This bike was built in the early winter and spring months of 2005. I knew that I would be doing some overseas travel that summer so I wanted to take this bike with me and see if it would stand the test. In the past I have taken tallbikes to Poland, Brazil, and New Zealand but never this compact. I feel like I paid my dues and was ready for a more compact tallbike to travel with. Once the bike was planned out and built the first official outing was to ride it to the annual St. Chino Ride that covers about 35-40 miles one way and the only part of the ride I was concerned about was the last hill coming into Stillwater. I had a fear of the bike just coming completely apart on me causing others to crash around me but in the end the welds held strong and it completed its first test and gave me more confidence to bring it overseas three days after Chino.
Step1-3. I welded two couplings on the bottom frame so I could break it down smaller. There is a company out there that manufactures a professional grade coupler for a very steep price (about $500 for one frame) and won’t allow anyone that’s not approved by them to install them. Understandable. This inspired me to find a cheaper way to do this project. I actually found these couplings at Home Depot in the plumbing department for about 2 bucks a piece. Way cheaper than the other guys. I wasn’t sure how they would mesh with the bike frame since the couplings are made of cast iron. So anyway I welded them on and I put the bike through a series of stress tests to see if they would hold up and they did quite nicely. Only thing is that I have to keep the threads greased or else they start to rust. Not a big deal.
Step 4-5. I made a sleeve for the bottom frame so that the steering column would be able to collapse.
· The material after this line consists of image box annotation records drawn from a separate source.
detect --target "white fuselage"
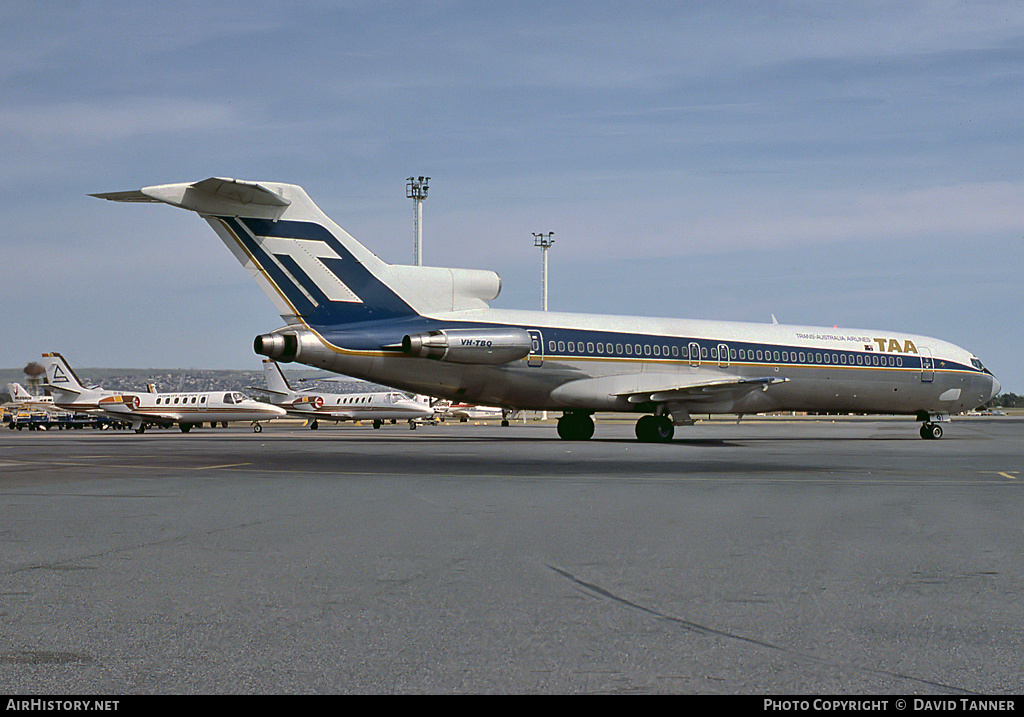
[97,391,285,425]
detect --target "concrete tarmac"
[0,418,1024,694]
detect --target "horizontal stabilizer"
[89,177,291,219]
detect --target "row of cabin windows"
[157,395,206,406]
[548,340,903,367]
[151,391,246,406]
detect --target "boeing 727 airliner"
[93,177,999,441]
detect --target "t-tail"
[259,359,299,404]
[7,383,36,402]
[43,352,89,398]
[92,177,501,333]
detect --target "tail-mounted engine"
[401,328,532,365]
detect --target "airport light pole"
[406,177,430,266]
[534,231,555,311]
[536,231,555,421]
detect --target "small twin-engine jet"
[43,353,286,433]
[94,177,999,441]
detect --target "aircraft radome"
[43,353,286,433]
[93,177,999,441]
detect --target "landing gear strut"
[558,413,594,440]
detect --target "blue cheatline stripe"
[218,216,416,327]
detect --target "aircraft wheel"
[921,423,942,439]
[558,413,594,440]
[635,416,676,444]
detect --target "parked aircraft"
[43,353,285,433]
[7,383,53,411]
[256,359,434,430]
[443,404,512,426]
[94,177,999,441]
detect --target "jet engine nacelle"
[401,328,532,365]
[293,395,324,409]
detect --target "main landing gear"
[636,416,676,444]
[558,413,676,444]
[558,413,594,440]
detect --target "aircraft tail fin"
[7,383,34,400]
[263,359,297,397]
[92,177,501,328]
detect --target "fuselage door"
[918,346,935,383]
[689,341,700,366]
[718,343,729,369]
[526,329,544,369]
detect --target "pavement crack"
[546,564,975,694]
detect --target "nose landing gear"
[921,421,942,440]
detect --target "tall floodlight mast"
[534,231,555,311]
[406,177,430,266]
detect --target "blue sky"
[0,0,1024,393]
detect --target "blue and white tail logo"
[216,217,415,326]
[93,177,501,327]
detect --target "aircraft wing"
[240,386,290,395]
[39,383,82,395]
[615,376,790,404]
[551,373,788,405]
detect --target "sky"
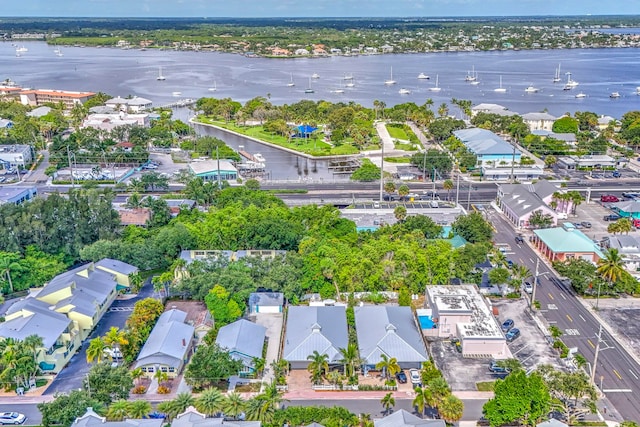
[0,0,640,18]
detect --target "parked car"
[600,194,620,203]
[0,412,27,425]
[524,282,533,294]
[502,319,515,332]
[409,369,422,385]
[504,328,520,342]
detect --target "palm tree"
[196,388,224,417]
[87,337,108,363]
[442,179,453,200]
[338,343,362,378]
[222,392,247,419]
[438,394,464,424]
[107,399,130,421]
[129,400,151,419]
[411,387,435,415]
[376,354,400,379]
[307,350,329,384]
[380,393,396,415]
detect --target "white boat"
[429,74,442,92]
[464,65,476,83]
[563,72,580,90]
[553,64,561,83]
[493,76,507,93]
[384,67,396,86]
[304,77,315,93]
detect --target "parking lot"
[430,298,561,391]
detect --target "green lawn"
[198,116,359,156]
[385,125,409,141]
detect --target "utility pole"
[591,323,602,391]
[529,258,540,310]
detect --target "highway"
[487,209,640,421]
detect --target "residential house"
[522,113,557,131]
[0,144,33,168]
[373,409,447,427]
[0,186,38,205]
[72,408,165,427]
[189,160,238,181]
[249,292,284,314]
[418,285,511,359]
[611,200,640,218]
[453,128,522,167]
[354,305,429,369]
[136,309,195,378]
[216,319,267,375]
[282,306,349,369]
[533,222,604,263]
[171,406,262,427]
[96,258,140,290]
[497,180,571,228]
I used a nut and bolt system but no matter how many of these things I make there always seems to be slight movement in the steering. I hope to develop a better way of doing this so there’s no play whatsoever and would lend itself to quicker assembly and disassembly.
Step 6-9. The deal with the top frame is that I wanted a good strong connection with the bottom frame so the best way I found is to weld a small tube on the bottom of the top frame bottom bracket and then put it into the bottom frame seat tube, then tighten the bolt to secure it while you align the steering column and get ready to bolt the top frame steering sleeve bolts.
Step 10. From here on out it's a pretty basic bike assembly. I start with the bottom bracket then move to the pedals, bars, seat and seat post, and then wheels, derailleur and chain. Whalah! A completely collapsible tallbike.
Here are a few notes:
Bottom Bracket: I used a sealed bottom bracket so I don't have to deal with overhauling it for some time. It will break down one day but it should be good for at least a few years. I picked it up here in Mpls and got a good deal on it for only six or seven bucks. I recommend this so when you get out on the road somewhere you don't have to worry about your bottom bracket seizing up -- good luck overhauling it out in the middle of nowhere.
Handlebars: Obviously, with the small bars the point is to make them as compact as possible so they don't take up a lot of room in the box. It's just that simple.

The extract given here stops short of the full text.